Country: Russia
Group: Ukrainians
Date Finalized: 2/21/22
Team: Hannah Goldman (lead), Anusha Natarajan, Jacob Kebe
Content Warnings: n/a
Approximate Time Period: 1720-present
There are an estimated 1,927,988 Ukrainians in Russia and they make up Russia’s third largest ethnic group (Minority Rights Group, 2015). Various Russian governments have a long history of suppressing Ukrainian language and culture. As early as 1720, Peter I banned printing in the Ukrainian language and called for seizure of Ukrainian church books. Subsequent rulers banned the teaching of Ukrainian at universities and schools, performing plays or music in the Ukrainian language, and importing Ukrainian literature (Danylenko, 2019; Virchenko, 2011). During Stalin’s rule and the holodomor, the man-made famine driven by Stalin in an attempt to repress the Ukrainian population, the Russian government cracked down on Ukrainian cultural practices, arrested Ukrainian teachers and intellectuals, and removed Ukrainian language books from schools and libraries (Kiger, n.d.). Since the collapse of the Soviet Union, there has been less explicit suppression of Ukrainian language and culture. However, only a handful of schools offer instruction in the Ukrainian language (Ukrainians, Belarusians and Kazakhs, 2015), and Russia’s only state-sponsored Ukrainian library was closed in 2017 (Osborn, 2017). And Russian-held Ukrainian territories have recently revised history and language syllabi to emphasize Russian, rather than Ukrainian, culture and language (Losh 2015).
Data quality: The evidence is ranked three out of three because it is available from reliable sources and in good quantity with no identifiable discrepancies.
Sources
- Danylenko, A., & Naienko, H. (2019). Linguistic russification in Russian Ukraine: languages, imperial models, and policies. Russian Linguistics, 43(1), 19-39.

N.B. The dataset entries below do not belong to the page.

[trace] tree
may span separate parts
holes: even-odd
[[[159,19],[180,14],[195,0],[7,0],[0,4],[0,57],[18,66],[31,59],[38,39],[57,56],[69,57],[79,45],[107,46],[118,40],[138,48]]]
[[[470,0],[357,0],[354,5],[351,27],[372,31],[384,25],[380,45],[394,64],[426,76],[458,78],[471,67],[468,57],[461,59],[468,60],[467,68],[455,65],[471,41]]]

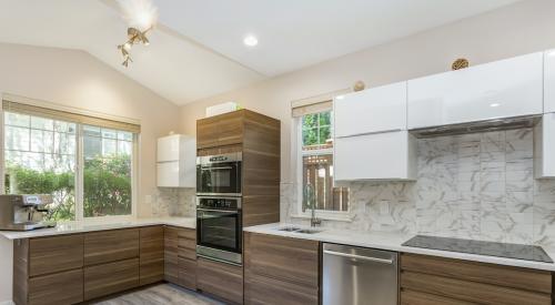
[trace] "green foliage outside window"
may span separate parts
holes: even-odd
[[[131,213],[131,157],[93,157],[84,163],[83,214],[85,217]],[[74,173],[37,171],[7,164],[6,193],[17,184],[20,194],[52,194],[49,218],[74,220]]]

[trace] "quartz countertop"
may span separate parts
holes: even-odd
[[[313,233],[313,234],[295,233],[295,232],[287,232],[287,231],[279,231],[278,230],[280,227],[287,227],[287,226],[293,226],[293,225],[283,224],[283,223],[281,223],[281,224],[273,223],[273,224],[249,226],[249,227],[243,228],[243,231],[275,235],[275,236],[292,237],[292,238],[320,241],[320,242],[325,242],[325,243],[336,243],[336,244],[372,247],[372,248],[386,250],[386,251],[395,251],[395,252],[432,255],[432,256],[440,256],[440,257],[447,257],[447,258],[466,260],[466,261],[491,263],[491,264],[498,264],[498,265],[506,265],[506,266],[555,271],[554,263],[542,263],[542,262],[523,261],[523,260],[497,257],[497,256],[468,254],[468,253],[461,253],[461,252],[450,252],[450,251],[402,246],[402,244],[404,242],[414,237],[415,234],[405,234],[405,233],[395,233],[395,232],[376,232],[376,231],[363,232],[363,231],[350,231],[350,230],[335,230],[335,228],[326,228],[326,227],[317,227],[316,230],[321,231],[321,232]],[[295,227],[303,227],[303,226],[297,226],[297,225],[294,225],[294,226]],[[303,228],[306,228],[306,227],[303,227]],[[552,260],[555,260],[555,248],[549,248],[549,247],[543,246],[543,250],[547,253],[547,255],[549,255],[552,257]]]
[[[53,236],[71,233],[93,232],[102,230],[114,230],[125,227],[138,227],[147,225],[174,225],[181,227],[195,228],[195,217],[152,217],[152,218],[130,218],[125,221],[73,221],[62,222],[56,227],[38,228],[31,231],[0,231],[0,236],[8,240],[31,238],[42,236]]]

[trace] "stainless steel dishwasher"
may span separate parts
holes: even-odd
[[[324,244],[323,305],[395,305],[398,299],[397,253]]]

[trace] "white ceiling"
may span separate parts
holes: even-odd
[[[128,69],[114,0],[0,0],[0,42],[88,51],[185,104],[517,0],[153,1],[159,27]],[[258,47],[243,45],[248,33]]]

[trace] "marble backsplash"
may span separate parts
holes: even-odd
[[[323,227],[397,231],[555,246],[555,180],[535,180],[533,130],[417,141],[414,182],[353,182],[351,222]],[[295,184],[281,185],[282,222],[297,214]],[[193,216],[194,189],[158,189],[154,216]]]
[[[353,182],[352,222],[324,227],[400,231],[555,245],[555,180],[535,180],[533,130],[417,141],[415,182]],[[297,206],[294,184],[282,184],[282,221]]]

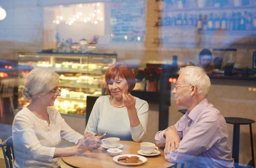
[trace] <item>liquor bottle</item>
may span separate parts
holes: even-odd
[[[236,15],[235,15],[234,17],[236,20],[235,29],[236,30],[239,31],[241,29],[241,14],[240,12],[237,12]]]
[[[244,12],[244,14],[243,16],[242,16],[241,14],[240,19],[240,30],[245,30],[245,17],[244,17],[244,16],[246,16],[247,15],[247,13],[246,11]]]
[[[184,15],[184,18],[182,20],[182,25],[188,25],[188,20],[187,20],[187,14],[185,14]]]
[[[256,30],[256,12],[254,13],[254,17],[253,20],[253,29]]]
[[[181,14],[178,14],[178,17],[177,18],[177,20],[176,22],[176,25],[182,25],[182,18]]]
[[[221,22],[221,29],[222,30],[227,30],[227,14],[224,13],[222,14],[222,18]]]
[[[230,31],[234,31],[236,28],[236,20],[235,18],[235,16],[236,14],[233,13],[232,14],[230,14],[229,18],[229,30]]]
[[[193,19],[193,15],[190,14],[190,17],[188,22],[188,25],[194,25],[194,19]]]
[[[204,17],[203,20],[203,30],[204,31],[207,31],[207,15],[206,14],[204,15]]]
[[[210,17],[207,21],[207,30],[213,30],[213,14],[212,13],[210,14]]]
[[[199,31],[201,31],[203,30],[203,19],[202,18],[202,15],[199,14],[198,20],[197,21],[197,28],[198,30]]]
[[[253,17],[251,13],[247,14],[245,17],[245,30],[252,30],[253,29]]]
[[[218,15],[215,15],[214,20],[214,30],[218,31],[221,29],[221,20],[218,17]]]

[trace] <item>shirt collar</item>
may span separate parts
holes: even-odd
[[[189,113],[187,111],[186,113],[188,113],[187,116],[188,116],[192,120],[195,121],[198,116],[200,114],[201,112],[203,111],[204,109],[209,104],[209,102],[207,98],[205,98],[200,103],[198,103],[194,109]]]

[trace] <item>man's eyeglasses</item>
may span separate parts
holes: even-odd
[[[51,90],[50,91],[50,93],[53,93],[56,95],[59,95],[61,93],[61,90],[60,89],[58,89],[58,90]]]
[[[188,84],[187,85],[175,85],[175,88],[176,90],[177,90],[179,88],[179,87],[184,87],[186,86],[190,86],[192,84]],[[199,88],[197,86],[196,86],[196,87],[197,87],[198,89],[199,89]]]

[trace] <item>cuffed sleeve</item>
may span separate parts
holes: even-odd
[[[140,123],[138,126],[131,128],[131,137],[136,142],[142,141],[146,137],[148,118],[148,104],[144,103],[137,110],[138,118]]]
[[[166,130],[160,131],[157,132],[155,136],[155,141],[157,146],[160,147],[165,146],[166,138],[163,135]]]
[[[60,114],[57,114],[57,119],[61,121],[61,138],[77,145],[79,140],[83,137],[83,136],[72,129],[65,121]]]

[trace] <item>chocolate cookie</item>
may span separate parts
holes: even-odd
[[[125,160],[126,159],[128,159],[128,158],[129,158],[129,157],[120,157],[118,159],[117,159],[117,160],[119,161],[121,160]]]

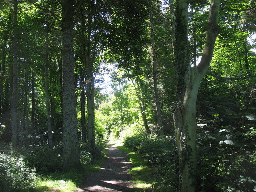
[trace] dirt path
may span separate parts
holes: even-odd
[[[77,192],[128,192],[131,191],[132,175],[128,174],[131,164],[127,154],[115,145],[110,146],[108,158],[99,172],[89,175]]]

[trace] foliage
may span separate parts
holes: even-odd
[[[26,151],[24,159],[30,166],[35,167],[40,174],[54,172],[61,169],[62,157],[62,144],[60,143],[54,147],[52,151],[49,150],[47,146],[39,146]]]
[[[146,133],[125,138],[124,146],[140,154],[156,171],[154,187],[172,191],[177,187],[177,159],[172,137],[159,137]]]
[[[0,154],[1,191],[28,191],[35,187],[37,178],[35,169],[26,165],[22,156]]]

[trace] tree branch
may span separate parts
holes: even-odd
[[[248,79],[249,78],[252,78],[254,77],[256,77],[256,75],[253,75],[250,76],[247,76],[247,77],[241,77],[240,78],[230,78],[228,77],[222,77],[219,76],[218,76],[216,75],[215,75],[213,74],[212,72],[208,71],[206,74],[207,75],[210,75],[210,76],[212,76],[213,77],[216,77],[216,78],[218,78],[219,79],[223,79],[225,80],[243,80],[244,79]]]
[[[191,3],[191,2],[195,2],[196,3],[202,3],[202,4],[204,4],[205,5],[211,5],[210,3],[209,3],[208,2],[206,2],[206,1],[204,1],[204,0],[201,1],[200,0],[190,0],[189,1],[189,3]],[[226,7],[224,7],[224,6],[220,7],[220,8],[221,9],[225,9],[226,10],[228,10],[228,11],[235,11],[236,12],[242,12],[243,11],[249,11],[255,8],[256,8],[256,6],[253,6],[250,8],[248,8],[248,9],[231,9],[230,8],[228,8]]]

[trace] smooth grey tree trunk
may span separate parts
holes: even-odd
[[[208,27],[206,32],[204,48],[200,62],[197,66],[191,67],[186,55],[188,27],[188,2],[184,0],[177,2],[176,14],[175,48],[176,62],[179,70],[189,69],[187,74],[180,73],[178,79],[186,83],[186,87],[178,90],[182,93],[180,99],[182,101],[180,106],[177,108],[174,114],[175,136],[179,159],[179,191],[182,192],[196,191],[196,103],[200,82],[210,66],[218,34],[218,17],[220,10],[220,0],[213,0],[209,13]],[[180,39],[183,33],[186,33],[185,39]],[[184,42],[177,42],[178,40]],[[181,45],[184,46],[182,46]],[[182,60],[181,57],[187,57]],[[179,59],[181,59],[180,61]],[[186,64],[186,61],[187,63]],[[181,62],[180,63],[180,62]],[[184,65],[184,66],[182,66]],[[178,72],[180,72],[179,70]],[[187,80],[188,77],[188,80]],[[182,100],[181,99],[182,99]]]
[[[12,149],[18,147],[18,26],[17,0],[14,2],[13,21],[13,68],[12,72]]]
[[[49,68],[49,29],[47,28],[46,36],[46,58],[45,58],[45,71],[44,80],[45,83],[45,99],[46,106],[46,116],[47,117],[47,128],[48,130],[48,146],[50,150],[52,150],[53,144],[52,143],[52,120],[50,113],[50,94],[49,93],[49,83],[48,80],[48,69]]]
[[[160,102],[159,101],[159,94],[158,93],[158,82],[157,80],[157,64],[156,56],[155,46],[154,45],[154,22],[153,15],[151,13],[150,14],[150,38],[151,38],[151,57],[152,68],[153,69],[153,80],[154,82],[154,93],[156,106],[156,114],[157,115],[157,124],[160,135],[164,134],[163,127],[163,120],[162,117],[162,110]]]
[[[80,169],[74,66],[73,0],[62,1],[63,169]]]

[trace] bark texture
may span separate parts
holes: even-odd
[[[48,28],[48,27],[46,26]],[[50,94],[49,93],[49,83],[48,81],[48,69],[49,68],[49,29],[46,29],[46,34],[45,41],[46,45],[46,58],[45,58],[45,98],[46,106],[46,116],[47,117],[47,127],[48,130],[48,146],[50,150],[52,149],[52,120],[50,114]]]
[[[177,2],[176,17],[182,18],[186,3],[183,0],[178,1],[180,2]],[[210,66],[212,56],[218,32],[218,17],[220,4],[220,0],[212,1],[209,13],[205,44],[200,62],[197,66],[193,67],[190,67],[188,60],[186,64],[186,63],[180,64],[181,65],[185,65],[183,67],[184,69],[186,68],[188,66],[191,68],[189,71],[187,70],[186,72],[189,75],[189,78],[186,83],[185,92],[184,95],[181,96],[183,98],[182,104],[176,109],[174,114],[176,142],[179,156],[179,190],[183,192],[193,192],[196,190],[196,99],[200,82]],[[183,9],[179,11],[180,8],[183,8]],[[187,8],[186,10],[187,11]],[[184,14],[184,16],[186,15]],[[182,20],[180,20],[179,22],[182,21]],[[181,23],[182,27],[186,25],[188,26],[186,19],[184,19],[183,22]],[[178,28],[179,22],[177,22],[177,24],[176,27]],[[176,35],[180,36],[179,34],[180,32],[180,29],[176,28]],[[177,35],[176,39],[178,39]],[[181,47],[176,46],[176,48],[180,49],[175,50],[176,56],[178,58],[187,51],[186,47],[182,48]],[[178,52],[180,53],[178,54]],[[186,56],[187,57],[188,55]],[[182,68],[180,68],[180,69]],[[182,78],[187,75],[184,75],[182,73],[180,74],[183,77]],[[185,77],[184,80],[186,78]]]
[[[157,115],[157,124],[158,128],[159,134],[162,135],[164,134],[163,128],[163,121],[162,117],[162,111],[159,101],[159,94],[158,92],[158,82],[157,80],[157,63],[156,62],[156,56],[154,32],[154,22],[152,14],[150,14],[150,37],[152,41],[151,56],[152,68],[153,69],[153,80],[154,82],[154,93],[156,106],[156,114]]]
[[[13,21],[13,68],[12,72],[12,148],[18,147],[18,26],[17,0],[14,1]]]
[[[80,169],[73,47],[73,0],[62,0],[62,87],[64,170]]]

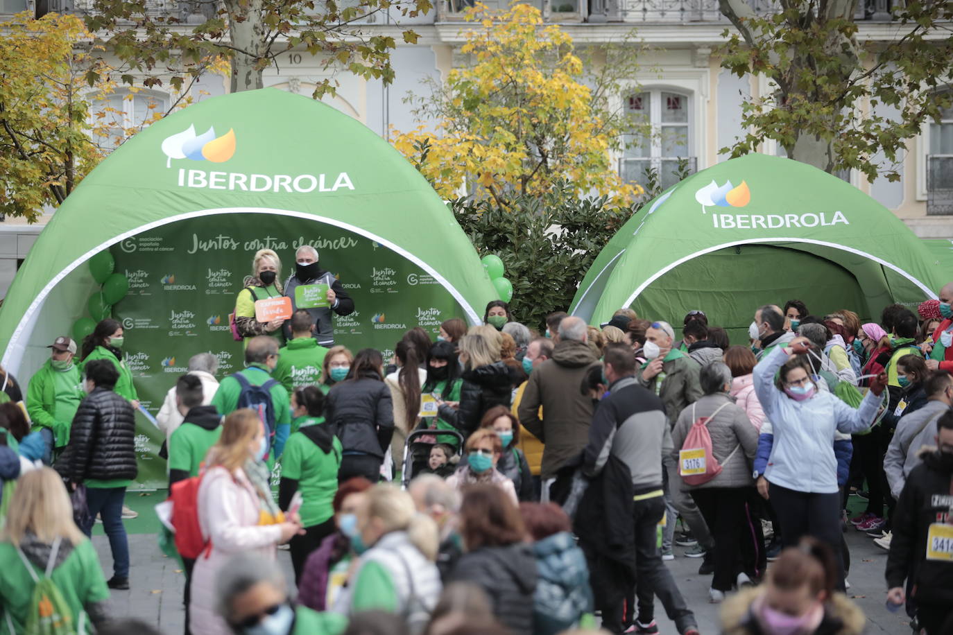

- Kiger, P. J. (n.d.). How Joseph Stalin Starved Millions in the Ukrainian Famine. HISTORY. Retrieved March 21, 2022, from https://www.history.com/news/ukrainian-famine-stalin
- Losh, J. (2015). Rebel-held Ukraine overhauls education system as it aligns itself with Russia. The Guardian. https://www.theguardian.com/world/2015/aug/16/ukraine-rebel-territories-education-system-overhaul-russia
- Minority Rights Group (2015). Ukrainians, Belarusians and Kazakhs. (2015, June 19). https://minorityrights.org/minorities/ukrainians-belarusians-and-kazakhs/
- Osborn, Andrew (2017). Disappearing books: How Russia is shuttering its Ukrainian library. Reuters. https://www.reuters.com/article/us-ukraine-crisis-russia-library/disappearing-books-how-russia-is-shuttering-its-ukrainian-library-idUSKBN16M0PW
- Virchenko, N. (2011). Documents on the prohibition of the Ukrainian language (XVIІ-XX centuries). No language – no nation. Ed. L. Holota, Ye. Buket. К.: Ukrayinsky pryorytet.